Pour éclaircir le débat, une explication s'impose. Il existe 2 types de champs magnétiques (CEM), les CEM d'extrême basse fréquence 50 Hz dits "alternatifs", produits par des installations électriques à courants alternatifs (comme utilisé pour la quasi totalité du réseau de transport et de distribution d'électricité en France) et les CEM dits "statiques".

Ce sont ces derniers qui nous intéressent aujourd'hui. Ils sont émis par des liaisons à courant continu, comme celles utilisées dans le projet "Golf de Gascogne", mais aussi dans des technologies de la vie courante comme les voitures électriques ou certains moyens de transport urbains.
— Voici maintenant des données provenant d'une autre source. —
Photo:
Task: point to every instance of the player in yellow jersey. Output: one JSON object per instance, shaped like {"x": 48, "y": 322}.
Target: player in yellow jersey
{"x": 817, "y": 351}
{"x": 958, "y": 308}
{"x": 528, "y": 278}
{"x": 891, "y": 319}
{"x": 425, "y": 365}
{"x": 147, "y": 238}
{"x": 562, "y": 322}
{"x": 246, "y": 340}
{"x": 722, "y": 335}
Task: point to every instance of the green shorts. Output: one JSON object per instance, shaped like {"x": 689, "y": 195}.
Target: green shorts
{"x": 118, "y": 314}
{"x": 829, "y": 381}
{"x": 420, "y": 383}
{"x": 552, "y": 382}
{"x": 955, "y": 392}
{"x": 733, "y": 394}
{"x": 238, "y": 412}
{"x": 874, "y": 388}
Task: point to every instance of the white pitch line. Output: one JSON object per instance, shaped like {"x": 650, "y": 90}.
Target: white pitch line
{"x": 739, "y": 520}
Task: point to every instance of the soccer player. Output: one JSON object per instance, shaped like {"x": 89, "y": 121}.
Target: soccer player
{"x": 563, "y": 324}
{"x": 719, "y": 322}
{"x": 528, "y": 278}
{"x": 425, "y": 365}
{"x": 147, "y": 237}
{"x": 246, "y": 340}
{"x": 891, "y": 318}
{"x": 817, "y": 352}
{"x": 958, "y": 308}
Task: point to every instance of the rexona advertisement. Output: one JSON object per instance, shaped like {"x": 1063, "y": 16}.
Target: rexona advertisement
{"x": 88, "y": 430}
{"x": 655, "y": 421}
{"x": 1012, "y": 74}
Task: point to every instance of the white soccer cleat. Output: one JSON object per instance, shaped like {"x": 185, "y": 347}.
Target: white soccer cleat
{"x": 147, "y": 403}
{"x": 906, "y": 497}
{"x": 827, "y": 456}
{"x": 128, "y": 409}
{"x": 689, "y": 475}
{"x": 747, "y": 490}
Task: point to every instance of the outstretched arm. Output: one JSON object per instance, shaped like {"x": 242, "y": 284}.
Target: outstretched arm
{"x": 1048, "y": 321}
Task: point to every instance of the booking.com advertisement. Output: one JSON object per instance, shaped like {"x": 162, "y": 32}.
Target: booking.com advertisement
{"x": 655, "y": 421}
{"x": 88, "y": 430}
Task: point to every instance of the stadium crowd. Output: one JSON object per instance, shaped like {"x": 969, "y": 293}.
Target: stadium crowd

Parmi ces CEM statiques, il en existe un naturel : le CEM terrestre, qui varie en intensité en fonction de l'endroit où l'on se situe sur Terre. À l'équateur, il est de l'ordre de 25 microteslas et grimpe à 70 microteslas aux pôles. En France, il est mesuré à 47 microteslasGrâce aux fabuleux aimants que sont les deux pôles de notre planète terre, le champ magnétique statique naturel nous protège notamment en partie des radiations du soleil. Il joue également un rôle dans la migration de nombreux animaux comme certains oiseaux ou poissons qui y sont sensibles grâce à la présence de cristaux de magnétite dans leur corps et de protéines appelées cryptochromes, présentes dans leur rétine. Des éléments d'information qui soulèvent aussi la question suivante : ce genre d'installation pourrait-elle les perturber ?

Les potentiels effets néfastes de la THT

Les opposants accusent donc RTE d'une mauvaise technique de mesure du champ électromagnétique (CEM), en additionnant celui émis naturellement par la Terre à Capbreton (47 microteslas) et celui qu'émettront les lignes souterraines (31 microteslas). Le reproche est le suivant : une étude de 2015 publiée par Dimitris Panagopoulos et Otte Johansson affirme que les CEM terrestres ne sont pas polarisés alors que ceux fabriqués par l'Homme le sont. De façon simple, les champs magnétiques naturels seraient moins dangereux que les champs magnétiques créés des mains de l'Homme.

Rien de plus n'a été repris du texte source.